There's a reason chairs are still around. They are +2000 years old. Its still waiting to be replaced.
One should be extremely skeptical of claims of replacing tech that has been around for a very long time.
Google needs to beat OpenAI and Antropic in coding models because that's where the big money is going. I love using the Gemini pro model for quick questions, but that's not where I'm spending the real money.
They have so many great software engineers but unable to use them to speed up coding AI research. Hopefully with Sergey's focus it will get better.
This cursor thing is just another experiment nobody cares about.
Just few days ago, I found myself marking a part of my screen with rectangle and pasting what's there into chatGPT to find out more about what was referenced there.
This has a good utility.
Their video demo is interesting. If that was to be useful, it would need to work on sites like Netflix. And for that to work, they would presumably have to axe drm. I am fully in favour of removing the pointless energy tax we pay as a society for the highly flawed and ineffective system of video drm.
Unless of course, their AI gets the same special privileges as the gpu in accessing drm content, and everything else is still locked out.
Just seven hours ago there was a plea on HN [0] to please not do this. Seriously, what are they smoking at Google right now?
I tried it in ai studio and it was extremely disappointing. It did not follow the directions. I pointed at the door of the sand castle and said make the door of the sand castle bigger. it created another very big sand castle on the side. Then i pointed at one flag of the castle and said turn this flag into a blue flag.
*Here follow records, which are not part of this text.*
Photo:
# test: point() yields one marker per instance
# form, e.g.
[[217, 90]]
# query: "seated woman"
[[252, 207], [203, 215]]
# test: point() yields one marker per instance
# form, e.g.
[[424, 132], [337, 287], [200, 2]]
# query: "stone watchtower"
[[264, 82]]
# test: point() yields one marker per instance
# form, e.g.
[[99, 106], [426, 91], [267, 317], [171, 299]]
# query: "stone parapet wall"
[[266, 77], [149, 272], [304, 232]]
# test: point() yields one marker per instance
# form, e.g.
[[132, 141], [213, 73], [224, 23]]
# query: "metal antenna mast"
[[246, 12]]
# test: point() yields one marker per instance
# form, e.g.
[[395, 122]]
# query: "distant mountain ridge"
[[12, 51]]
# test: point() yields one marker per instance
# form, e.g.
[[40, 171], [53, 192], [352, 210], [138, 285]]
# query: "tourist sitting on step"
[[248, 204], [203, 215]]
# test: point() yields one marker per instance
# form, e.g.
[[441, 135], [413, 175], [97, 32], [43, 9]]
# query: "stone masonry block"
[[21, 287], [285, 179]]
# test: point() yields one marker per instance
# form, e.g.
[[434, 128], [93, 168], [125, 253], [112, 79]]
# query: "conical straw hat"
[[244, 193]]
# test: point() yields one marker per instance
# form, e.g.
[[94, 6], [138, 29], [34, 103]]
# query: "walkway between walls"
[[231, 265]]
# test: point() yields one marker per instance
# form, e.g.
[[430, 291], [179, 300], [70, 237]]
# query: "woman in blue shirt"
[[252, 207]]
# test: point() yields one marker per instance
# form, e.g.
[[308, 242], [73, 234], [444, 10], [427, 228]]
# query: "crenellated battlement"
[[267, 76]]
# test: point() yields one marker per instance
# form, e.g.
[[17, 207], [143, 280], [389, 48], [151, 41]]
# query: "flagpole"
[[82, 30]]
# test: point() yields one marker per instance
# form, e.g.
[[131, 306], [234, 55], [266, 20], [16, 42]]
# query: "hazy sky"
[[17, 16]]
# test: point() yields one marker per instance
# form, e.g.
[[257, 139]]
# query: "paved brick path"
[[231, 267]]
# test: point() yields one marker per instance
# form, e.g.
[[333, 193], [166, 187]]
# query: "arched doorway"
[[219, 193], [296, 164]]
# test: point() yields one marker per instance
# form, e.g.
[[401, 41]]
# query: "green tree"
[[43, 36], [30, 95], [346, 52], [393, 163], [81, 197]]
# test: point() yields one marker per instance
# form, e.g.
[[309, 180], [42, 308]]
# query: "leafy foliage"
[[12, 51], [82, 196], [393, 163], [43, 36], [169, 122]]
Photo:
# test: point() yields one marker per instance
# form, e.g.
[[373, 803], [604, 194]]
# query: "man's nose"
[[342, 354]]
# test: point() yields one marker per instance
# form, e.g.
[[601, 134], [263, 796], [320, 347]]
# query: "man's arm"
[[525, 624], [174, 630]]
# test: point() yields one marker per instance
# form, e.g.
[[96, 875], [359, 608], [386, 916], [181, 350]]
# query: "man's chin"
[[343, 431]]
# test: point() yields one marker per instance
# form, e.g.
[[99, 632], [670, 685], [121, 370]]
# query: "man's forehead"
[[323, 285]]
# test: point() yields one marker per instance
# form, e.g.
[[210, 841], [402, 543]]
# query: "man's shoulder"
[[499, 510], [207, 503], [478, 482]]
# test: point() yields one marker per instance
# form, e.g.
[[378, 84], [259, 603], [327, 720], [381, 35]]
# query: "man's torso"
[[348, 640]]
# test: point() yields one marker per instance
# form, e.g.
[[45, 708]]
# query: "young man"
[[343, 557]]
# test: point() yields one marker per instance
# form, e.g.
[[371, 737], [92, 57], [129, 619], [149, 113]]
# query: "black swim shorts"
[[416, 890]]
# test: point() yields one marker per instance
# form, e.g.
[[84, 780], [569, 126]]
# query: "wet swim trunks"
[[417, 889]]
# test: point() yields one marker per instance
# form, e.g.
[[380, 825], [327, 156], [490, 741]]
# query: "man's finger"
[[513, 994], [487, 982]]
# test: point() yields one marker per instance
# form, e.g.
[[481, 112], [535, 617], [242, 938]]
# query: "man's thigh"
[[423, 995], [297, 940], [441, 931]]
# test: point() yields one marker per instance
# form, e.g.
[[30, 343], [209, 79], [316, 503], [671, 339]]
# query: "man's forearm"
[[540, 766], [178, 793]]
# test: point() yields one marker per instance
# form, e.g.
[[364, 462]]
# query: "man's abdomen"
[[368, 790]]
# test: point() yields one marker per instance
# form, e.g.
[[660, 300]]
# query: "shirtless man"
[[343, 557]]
It turned two other random flags to blue but the one i pointed the pointer at.
Like a dream come true...
Nightmares are dreams as well and this is a nightmare like Windows Recall.
Technically wonderful though.
> We’ve been exploring new AI-powered capabilities to help the pointer not only understand what it’s pointing at, but also why it matters to the user.
We couldn't quite track you well enough before. So we're fixing that under the guise of "AI powered capabilities."
That example with the recipe is funny. Did they really need AI to copy two lines and then compute 2×1?
being able to make precise edits would be huge for AI
don't mess with the mouse
Google made a Microsoft Kinect.
Its like watching a demo from the old Xerox PARC, except everybody has only bad ideas. Like an opposite Xerox PARC.
Nice, cute, silly little feel-good demo so that we can all pretend like we’re all going to be making decisions and micro-managing AIs by pointing at things in 5 years. It’s going to be great! The future is bright!
I don't understand why we need to move from an explicit operation like, say, circling something, to a fuzzy one where you have to hope the machine understands what you're pointing at.
I also don't think people want to constantly talk to their computers.
This is pretty neat
Maybe I'm misunderstanding, but what is new about the pointer itself? Seems to be functionally the same as selecting + tooltips / context menus.
really interesting! This change now fits a faster UX and use.
There's already a product that does this lol
Aaaaand now I can't remember the name of it
please leave the pointer alone. Hes been with us so long without enshittification.
Thanks, I hate it
[dead]
[dead]
[dead]
Interesting! I wonder how UI will evolve in the long-term? If there are browser-use/computer-use and clicky-clones automating pointer actions, do we really need complex UI anymore? If yes, when?